Overall, the upshot with this restricted class of relations is that we can check a solution in polynomial time.

Search Problems and Functional NP

We’re almost there. We just need to define FNP; but this is straightforward now with the vocabulary we have. FNP is defined as the class of all problems of the following type.

Input: Let $R$ be a polynomially balanced and polynomial-time computable relation, and $x \in \Sigma^\ast$ be some string.
Output: Find any $y \in \Sigma^\ast$ such that $(x,y) \in R$, otherwise reply No.

There are some comparisons to make with NP, the more famous class of decision problems.
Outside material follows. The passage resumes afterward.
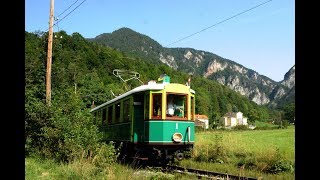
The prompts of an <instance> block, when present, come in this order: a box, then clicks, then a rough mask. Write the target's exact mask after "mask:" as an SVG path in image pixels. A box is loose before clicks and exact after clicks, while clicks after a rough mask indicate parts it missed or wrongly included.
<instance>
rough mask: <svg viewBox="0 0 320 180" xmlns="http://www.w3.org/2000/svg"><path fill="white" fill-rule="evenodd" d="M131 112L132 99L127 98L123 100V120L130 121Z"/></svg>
mask: <svg viewBox="0 0 320 180" xmlns="http://www.w3.org/2000/svg"><path fill="white" fill-rule="evenodd" d="M130 114H131V108H130V99H127V100H125V101H124V102H123V121H124V122H129V121H130Z"/></svg>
FNP and NP both admit polynomial time verification of candidate solutions - we formalise it here via our polynomially balanced/computable relations. On the other hand, FNP explicitly requires us to output a solution. It is not sufficient to simply assert that a solution exists. This latter point is why NP is a class of decision problems, while FNP is a class of search problems.
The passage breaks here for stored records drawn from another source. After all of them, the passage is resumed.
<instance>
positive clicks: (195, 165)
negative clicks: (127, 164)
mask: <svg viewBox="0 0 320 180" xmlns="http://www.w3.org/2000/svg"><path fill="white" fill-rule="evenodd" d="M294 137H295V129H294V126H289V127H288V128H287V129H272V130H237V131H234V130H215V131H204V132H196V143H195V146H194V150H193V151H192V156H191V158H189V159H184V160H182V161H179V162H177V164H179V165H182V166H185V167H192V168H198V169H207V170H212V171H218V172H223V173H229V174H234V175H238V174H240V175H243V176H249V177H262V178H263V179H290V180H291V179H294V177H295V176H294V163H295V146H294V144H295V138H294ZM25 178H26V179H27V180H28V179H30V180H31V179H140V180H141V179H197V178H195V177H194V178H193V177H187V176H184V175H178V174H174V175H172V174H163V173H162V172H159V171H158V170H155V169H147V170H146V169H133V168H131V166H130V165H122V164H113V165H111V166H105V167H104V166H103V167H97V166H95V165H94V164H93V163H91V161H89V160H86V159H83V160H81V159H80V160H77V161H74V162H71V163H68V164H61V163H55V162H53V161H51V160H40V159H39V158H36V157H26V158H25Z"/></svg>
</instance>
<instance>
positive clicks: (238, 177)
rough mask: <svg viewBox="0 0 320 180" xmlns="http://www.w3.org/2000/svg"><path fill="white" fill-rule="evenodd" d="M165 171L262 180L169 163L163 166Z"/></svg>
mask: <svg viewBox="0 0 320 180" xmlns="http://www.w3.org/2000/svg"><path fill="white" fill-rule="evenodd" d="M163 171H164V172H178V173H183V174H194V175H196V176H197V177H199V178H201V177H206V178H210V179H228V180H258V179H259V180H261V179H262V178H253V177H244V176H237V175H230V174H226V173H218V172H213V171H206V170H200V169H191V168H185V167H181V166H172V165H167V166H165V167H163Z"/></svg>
While FNP is of independent interest, we will skim over this for a first pass.

TFNP : Total FNP

Finally, we can define what TFNP is.

TFNP is the subset of FNP problems which are guaranteed to have a solution. In other words, for an FNP problem of the form we discussed, it will never output No. Formally, we specify that the relation used in the canonical FNP problem is total; this is defined as follows.

A relation $R$ is said to be total if for every $x \in \Sigma^\ast$, there is always a $y \in \Sigma^\ast$ such that $(x,y) \in R$.
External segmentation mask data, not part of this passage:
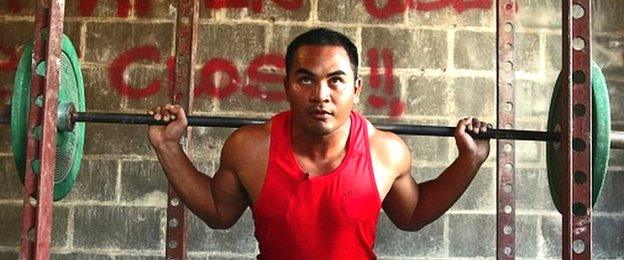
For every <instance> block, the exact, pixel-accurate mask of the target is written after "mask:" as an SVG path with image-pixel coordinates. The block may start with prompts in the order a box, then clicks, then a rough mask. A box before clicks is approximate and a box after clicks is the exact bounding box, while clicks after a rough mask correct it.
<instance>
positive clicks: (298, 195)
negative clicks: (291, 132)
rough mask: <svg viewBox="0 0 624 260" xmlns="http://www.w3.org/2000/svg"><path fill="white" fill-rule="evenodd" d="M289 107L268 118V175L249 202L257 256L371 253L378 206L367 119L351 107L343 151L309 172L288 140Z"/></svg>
mask: <svg viewBox="0 0 624 260" xmlns="http://www.w3.org/2000/svg"><path fill="white" fill-rule="evenodd" d="M290 117H291V113H290V112H289V111H287V112H283V113H280V114H278V115H276V116H275V117H273V118H272V119H271V145H270V151H269V163H268V169H267V175H266V179H265V182H264V186H263V187H262V191H261V192H260V195H259V197H258V200H257V201H256V204H255V205H253V206H252V213H253V218H254V224H255V228H256V231H255V235H256V239H257V240H258V244H259V248H260V254H259V255H258V258H259V259H341V258H342V259H374V258H375V253H374V251H373V247H374V244H375V230H376V227H377V219H378V217H379V211H380V208H381V201H380V197H379V193H378V191H377V185H376V183H375V178H374V176H373V167H372V164H371V159H370V158H371V157H370V149H369V145H368V131H367V125H366V120H365V119H364V118H363V117H362V116H360V115H358V114H357V113H355V112H353V113H351V116H350V118H351V128H350V134H349V138H348V141H347V147H346V155H345V157H344V159H343V161H342V162H341V164H340V166H338V168H336V169H335V170H333V171H332V172H330V173H327V174H325V175H322V176H318V177H311V178H308V177H307V175H306V174H305V173H304V172H303V171H302V170H301V169H300V168H299V165H298V163H297V161H296V159H295V155H294V154H293V152H292V148H291V147H292V146H291V118H290Z"/></svg>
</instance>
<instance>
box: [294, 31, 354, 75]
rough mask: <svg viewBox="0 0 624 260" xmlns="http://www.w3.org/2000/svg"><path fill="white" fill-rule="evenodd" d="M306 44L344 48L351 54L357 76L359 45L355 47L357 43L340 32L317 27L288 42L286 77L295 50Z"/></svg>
mask: <svg viewBox="0 0 624 260" xmlns="http://www.w3.org/2000/svg"><path fill="white" fill-rule="evenodd" d="M306 45H329V46H340V47H342V48H344V50H345V51H346V52H347V55H348V56H349V61H350V62H351V66H353V73H354V76H355V78H357V75H358V73H357V71H358V64H359V60H358V51H357V47H355V44H354V43H353V42H352V41H351V39H349V37H347V36H345V35H344V34H342V33H340V32H337V31H334V30H330V29H327V28H315V29H312V30H309V31H307V32H305V33H303V34H301V35H299V36H297V38H295V39H294V40H293V41H292V42H290V44H288V48H287V49H286V78H288V73H289V72H290V69H291V67H292V65H293V59H294V57H295V52H296V51H297V49H299V47H301V46H306Z"/></svg>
This gives us the definition of TFNP as “the class FNP restricted to total relations R”[1]. More precisely, TFNP is the set of all problems of the following type.

Input: Let $R$ be a total, polynomially balanced and polynomial-time computable relation, and $x \in \Sigma^\ast$ be some string.
Output: Find any $y \in \Sigma^\ast$ such that $(x,y) \in R$.

Conclusion

We went through the definition of TFNP via relations and FNP. In summary, a lot of computationally hard problems are in TFNP and this makes it an interesting class to study. Interesting exercise, and since I haven’t seen relations and their ilk since my Masters’, it’s good to revise things once in a while.

Otherwise, this sets up the stage nicely for the hardness of TFNP problems, which will be the subject of a future post.

[EDIT, 1 May 2026] Just to write things out explicitly

By efficient, we usually mean that it takes a polynomial time in the representation size of the input $x$. For example, $R_{un}$ is considered inefficient since it takes time exponential in $|x|$ to verify.
We defer the problem of membership in TFNP for another day. This is tricky since TFNP is a semantic class defined by the formal properties of its problems, and not those of its solutions. Compare this for example, to NP: For each problem in NP, a candidate solution is verifiable in polytime. On the other hand, each problem in TFNP is guaranteed to have a solution. See the difference?

References

Megiddo, Nimrod, and Christos H. Papadimitriou. “A note on total functions, existence theorems, and computational complexity.” Tech. report, IBM, Tech. Rep. (1989).
Papadimitriou, Christos H. “On the complexity of the parity argument and other inefficient proofs of existence.” Journal of Computer and system Sciences 48.3 (1994): 498-532.
Chen, Xi, Xiaotie Deng, and Shang-Hua Teng. “Settling the complexity of computing two-player Nash equilibria.” Journal of the ACM (JACM) 56.3 (2009): 1-57.
Fabrikant, Alex, Christos Papadimitriou, and Kunal Talwar. “The complexity of pure Nash equilibria.” Proceedings of the thirty-sixth annual ACM symposium on Theory of computing. 2004.
Fearnley, John, et al. “The complexity of gradient descent: CLS= PPAD∩ PLS.” Journal of the ACM 70.1 (2022): 1-74.